Network pharmacology analysis was conducted on the antioxidant stress effects of three components obtained from spectrum effect correlation analysis, and an active ingredient target network was constructed. TNF and CASP3 were screened as potential key targets. KEGG enrichment analysis showed that the antioxidant activity of total flavonoids in chrysanthemum stems and leaves may be related to the TNF pathway, MPKA pathway, IL-17 signaling pathway, and other pathways. GO enrichment analysis may exert antioxidant stress effects through molecular functions such as protein kinase activity, ATP binding, enzyme binding, as well as signal transduction and regulation of cellular biological processes. TNF is one of the important pro-inflammatory factors, among which TNF – α can stimulate vasodilation and increase endothelial cell permeability. Apigenin 7-O – β – D-glucoside can alleviate dextran sulfate induced colitis by inhibiting the MAPK pathway and regulate TNF – α expression; Modern pharmacological studies have shown that isochlorogenic acid C can reduce the expression and transcription of TNF – α in macrophages; In addition to playing an important role in apoptosis, CASP also promotes the production of pro-inflammatory cytokines. Vanillin 7-O – β – D-glucoside has a protective effect on vascular endothelial cells under serum-free conditions, reducing intracellular ROS levels and downregulating CASP3 levels.

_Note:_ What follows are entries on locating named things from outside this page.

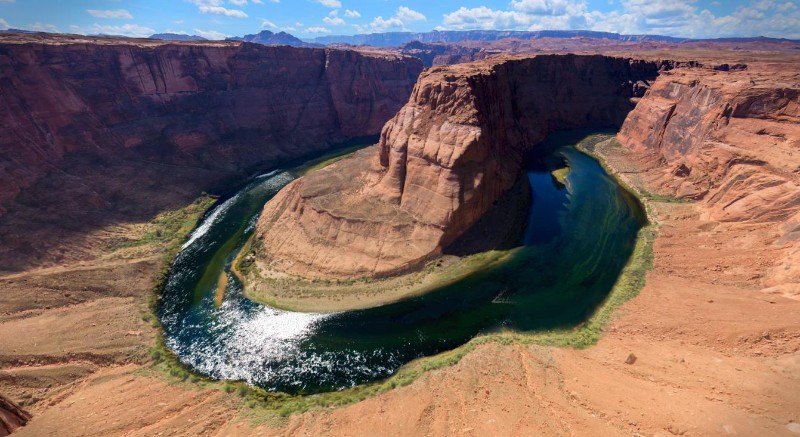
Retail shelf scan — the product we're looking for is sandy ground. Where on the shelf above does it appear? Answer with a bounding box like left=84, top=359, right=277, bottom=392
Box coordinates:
left=0, top=138, right=800, bottom=436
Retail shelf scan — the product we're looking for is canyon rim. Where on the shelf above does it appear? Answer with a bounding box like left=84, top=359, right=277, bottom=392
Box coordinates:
left=0, top=11, right=800, bottom=436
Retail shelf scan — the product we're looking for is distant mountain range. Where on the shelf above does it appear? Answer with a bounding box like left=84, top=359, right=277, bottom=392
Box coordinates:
left=150, top=33, right=208, bottom=41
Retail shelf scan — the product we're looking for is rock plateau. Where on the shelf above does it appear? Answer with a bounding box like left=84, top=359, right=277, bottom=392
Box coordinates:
left=257, top=55, right=660, bottom=278
left=0, top=34, right=422, bottom=270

By analyzing and comparing the molecular docking results of Discovery Studio software, it was found that the three main active ingredients in TFCSL have relatively stable binding activity with TNF and CASP3. Through further screening and docking results, it was found that most of the residues involved in the interaction between the three components and TNF and CASP3 proteins are the same. Among them, the common residues with multiple types of receptor interactions and strong effects are mainly SER9 LYS11、PRO12、ALA156、ASP10、LYS11， It is inferred that they may be active site residues of receptors.
Chrysanthemum resources are widely distributed in China, but there are currently shortcomings in the development and utilization of chrysanthemums. There are relatively few research reports on other non medicinal parts such as roots, stems, leaves, etc. The chemical composition of non medicinal parts of chrysanthemum is extremely similar to chrysanthemum, with significant biological activity. However, due to the lack of in-depth research, these effective ingredients have not been properly utilized and developed. This study conducted preliminary research and exploration on the antioxidant activation of TFCSL, followed by structural analysis of unclear common peaks and further development of its functions through pharmacological experiments, in order to provide scientific basis and reference for the development, utilization, and industrialization of chrysanthemum stems and leaves.